Au-delà, le RGPD a également influencé les
législateurs brésiliens, chinois (on évoque aujourd’hui l’adoption d’une
réglementation similaire au RGPD d’ici 2023) ou encore californien (cf. le California
Consumer Privacy Act, qualifié par certains d’ « almost GDPR
in the US »).
Les données sont
aujourd’hui commercialisées et représentent une réelle richesse marketing pour
les entreprises. Cet encadrement vous paraît-il suffisant ?
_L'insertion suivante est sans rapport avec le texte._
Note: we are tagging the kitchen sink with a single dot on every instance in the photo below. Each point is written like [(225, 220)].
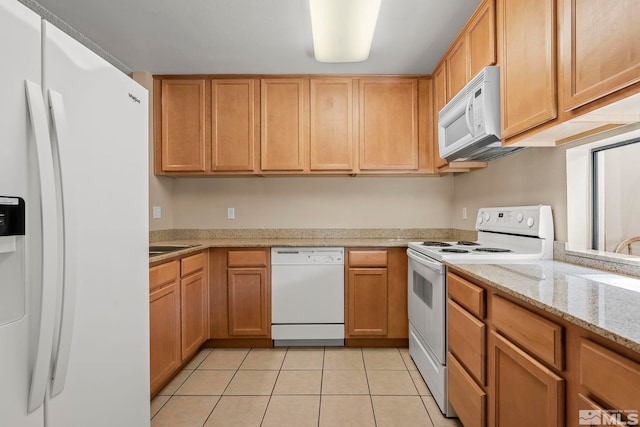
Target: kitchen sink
[(165, 249)]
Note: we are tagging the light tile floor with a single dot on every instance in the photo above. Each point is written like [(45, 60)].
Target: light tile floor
[(298, 387)]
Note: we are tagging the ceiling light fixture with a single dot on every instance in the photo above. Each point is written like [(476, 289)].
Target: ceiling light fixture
[(343, 29)]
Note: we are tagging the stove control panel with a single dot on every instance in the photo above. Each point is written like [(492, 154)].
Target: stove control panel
[(533, 221)]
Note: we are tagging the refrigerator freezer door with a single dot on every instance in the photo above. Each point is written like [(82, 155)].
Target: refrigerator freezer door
[(105, 169), (20, 50)]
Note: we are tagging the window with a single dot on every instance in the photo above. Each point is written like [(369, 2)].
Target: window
[(616, 197), (603, 194)]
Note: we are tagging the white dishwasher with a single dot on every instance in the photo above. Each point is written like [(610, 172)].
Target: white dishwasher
[(307, 296)]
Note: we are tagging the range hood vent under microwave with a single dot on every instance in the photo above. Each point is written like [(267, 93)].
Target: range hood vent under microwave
[(469, 125)]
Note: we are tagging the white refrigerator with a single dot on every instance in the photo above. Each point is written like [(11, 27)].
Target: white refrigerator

Il est évident que les données constituent le nouvel
or noir du 21e siècle. À ce titre, la précédente directive
95/46/CE, bien qu’elle ait été adoptée sur le fondement du principe de libre
circulation des données, s’inscrivait plutôt dans la logique historique de la
loi de 1978 visant à protéger les individus contre les fichiers publics,
autrement dit à protéger les libertés fondamentales contre les potentielles
dérives des États. La logique économique du texte n’était qu’embryonnaire. Le
RGPD transforme totalement l’approche à cet égard. Il a été adopté afin de
prendre pleinement en compte l’explosion du commerce électronique, des réseaux
sociaux, du cloud, et les progrès réalisés en matière d’intelligence
artificielle. Mais nous savons tous qu’en la matière, le législateur court
toujours après les nouvelles pratiques qui ne cessent d’émerger… Et l’adoption
par le gouvernement américain du « Cloud Act », en mars 2018, fait
redouter à certains observateurs le transfert de données stratégiques vers les
autorités américaines, en violation du RGPD.
La présidente du Conseil
national des barreaux (CNB) a récemment adressé (le 16 mai dernier) une lettre
ouverte à Nicolas Dupont-Aignan au sujet d’emails destinés aux avocats dans le
cadre des élections européennes. Le traitement de ces adresses est-il effectivement
protégé par le RGPD ? Quelle pourrait être la suite de cette
affaire ?
Oui, les adresses emails des avocats, en ce qu’elles
sont directement ou indirectement identifiantes, constituent des données
personnelles soumises au RGPD. À ce titre, leur collecte et leur utilisation,
notamment par un parti politique, ne sauraient être illicites. Je crois savoir
qu’un certain nombre de confrères ont déjà exercé leur droit d’information et
d’accès auprès du mouvement de Nicolas Dupont-Aignan. La CNIL, voire le
parquet, pourraient être saisis le cas échéant.